A townhome project slated for Fort Worth’s Hemphill corridor will not go forward after the developer dropped its request for a needed zoning change.

The project faced opposition from some residents worried it would lead to gentrification.

Fort Worth-based Townsite dropped its request because of “timing delays,” according to an email to the city’s development services department from Townsite co-founder Mary Nell Poole.

The email was forwarded to the Star-Telegram from city council member Elizabeth Beck, whose district includes the proposed site.

The owner has decided to sell the property, Poole said in the email. She did not immediately respond to a phone call requesting comment.

Fort Worth-based Townsite proposed putting 24 two-story townhomes at the corner of Hemphill Street and West Morningside Drive. The location, south of downtown and west of Interstate 35W, was previously a used car lot.

The townhomes would have been rentals at a lower price than the larger complexes in the area, a TownSite representative wrote in a city zoning document.

However, at the Feb. 14 city council meeting, Beck instructed Poole to work with the neighborhood to come up with a concept that better met the neighborhood’s needs.

Townsite held a meeting Feb. 23 with the Hemphill Corridor Development Collaborative, a community group managing the redevelopment in the neighborhood, to discuss potential changes to the project.

It was scheduled to hold a second meeting Thursday, but that meeting was canceled after Townsite pulled its zoning change request, said the group’s chair Fernando Peralta.

Some residents celebrated Townsite’s decision to pull the project, including Hemphill No Se Vende (Hemphill is not for sale), a group fighting against gentrification and displacement south of downtown Fort Worth.

“This is the Power we have as a Community when we Work Together for a Common Cause!,” the group said in social media posts.

Peralta was less inclined to celebrate.

“This is not a step forward. This is no step,” Peralta said arguing the area needs an overarching zoning plan that will protect longtime residents from displacement.

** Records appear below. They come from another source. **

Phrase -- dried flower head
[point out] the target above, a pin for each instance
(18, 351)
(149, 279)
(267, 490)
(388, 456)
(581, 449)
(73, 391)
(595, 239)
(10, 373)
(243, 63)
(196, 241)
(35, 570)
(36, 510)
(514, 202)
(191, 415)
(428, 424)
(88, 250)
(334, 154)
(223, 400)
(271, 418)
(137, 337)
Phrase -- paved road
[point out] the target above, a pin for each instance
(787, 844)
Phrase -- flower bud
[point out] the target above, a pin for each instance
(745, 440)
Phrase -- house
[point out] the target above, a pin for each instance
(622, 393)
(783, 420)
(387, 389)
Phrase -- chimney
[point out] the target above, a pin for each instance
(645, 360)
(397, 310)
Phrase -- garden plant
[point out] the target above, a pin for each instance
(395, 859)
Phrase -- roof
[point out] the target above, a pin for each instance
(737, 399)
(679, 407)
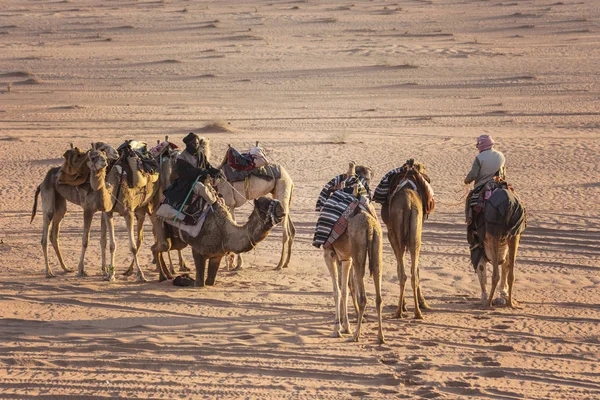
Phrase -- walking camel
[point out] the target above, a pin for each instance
(409, 200)
(505, 219)
(347, 253)
(220, 235)
(54, 207)
(236, 194)
(118, 197)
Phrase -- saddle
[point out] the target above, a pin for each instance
(74, 170)
(140, 165)
(254, 158)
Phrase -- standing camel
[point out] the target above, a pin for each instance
(54, 207)
(220, 235)
(505, 219)
(129, 202)
(236, 194)
(362, 237)
(409, 200)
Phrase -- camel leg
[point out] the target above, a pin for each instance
(182, 266)
(171, 267)
(346, 268)
(200, 262)
(330, 260)
(513, 246)
(87, 224)
(133, 246)
(377, 276)
(414, 254)
(482, 275)
(213, 268)
(361, 295)
(163, 272)
(109, 274)
(140, 215)
(60, 209)
(495, 248)
(103, 242)
(48, 217)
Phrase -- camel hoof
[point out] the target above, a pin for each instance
(499, 301)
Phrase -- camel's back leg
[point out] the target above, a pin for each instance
(414, 246)
(359, 256)
(332, 266)
(513, 247)
(88, 215)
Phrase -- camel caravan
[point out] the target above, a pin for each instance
(192, 203)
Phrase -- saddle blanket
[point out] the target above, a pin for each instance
(171, 216)
(267, 172)
(333, 220)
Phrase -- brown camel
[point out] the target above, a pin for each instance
(403, 215)
(349, 252)
(220, 235)
(54, 205)
(120, 198)
(236, 194)
(505, 221)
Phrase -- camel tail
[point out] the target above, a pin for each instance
(374, 250)
(37, 192)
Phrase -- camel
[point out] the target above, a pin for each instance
(128, 202)
(403, 215)
(54, 207)
(236, 194)
(504, 224)
(220, 235)
(362, 238)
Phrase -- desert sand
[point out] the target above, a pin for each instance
(318, 83)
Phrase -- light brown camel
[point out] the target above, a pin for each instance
(54, 207)
(236, 194)
(220, 235)
(120, 198)
(349, 253)
(403, 215)
(504, 221)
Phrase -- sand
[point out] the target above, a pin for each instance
(318, 83)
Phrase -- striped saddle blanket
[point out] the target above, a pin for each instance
(334, 217)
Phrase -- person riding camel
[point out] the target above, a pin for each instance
(192, 170)
(488, 165)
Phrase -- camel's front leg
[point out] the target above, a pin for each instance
(513, 246)
(482, 275)
(330, 260)
(200, 262)
(346, 268)
(213, 268)
(109, 273)
(133, 246)
(87, 224)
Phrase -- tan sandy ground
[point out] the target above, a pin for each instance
(393, 80)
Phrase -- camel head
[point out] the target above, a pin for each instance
(270, 211)
(97, 160)
(205, 147)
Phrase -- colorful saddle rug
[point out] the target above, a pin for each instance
(334, 217)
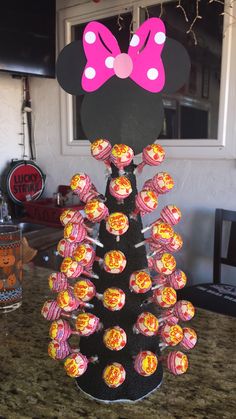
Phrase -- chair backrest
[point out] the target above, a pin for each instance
(222, 215)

The group started that work in 2020, but fears it would transform the neighborhood into an extension of the Near Southside prevented the collaborative from moving forward.

There are 30 properties for sale right now in the area where developers can come and do whatever they want with little to no community input, Peralta said.

The collaborative is meeting on April 27 to discuss the zoning plan with the goal of getting more people involved and moving something forward, he said.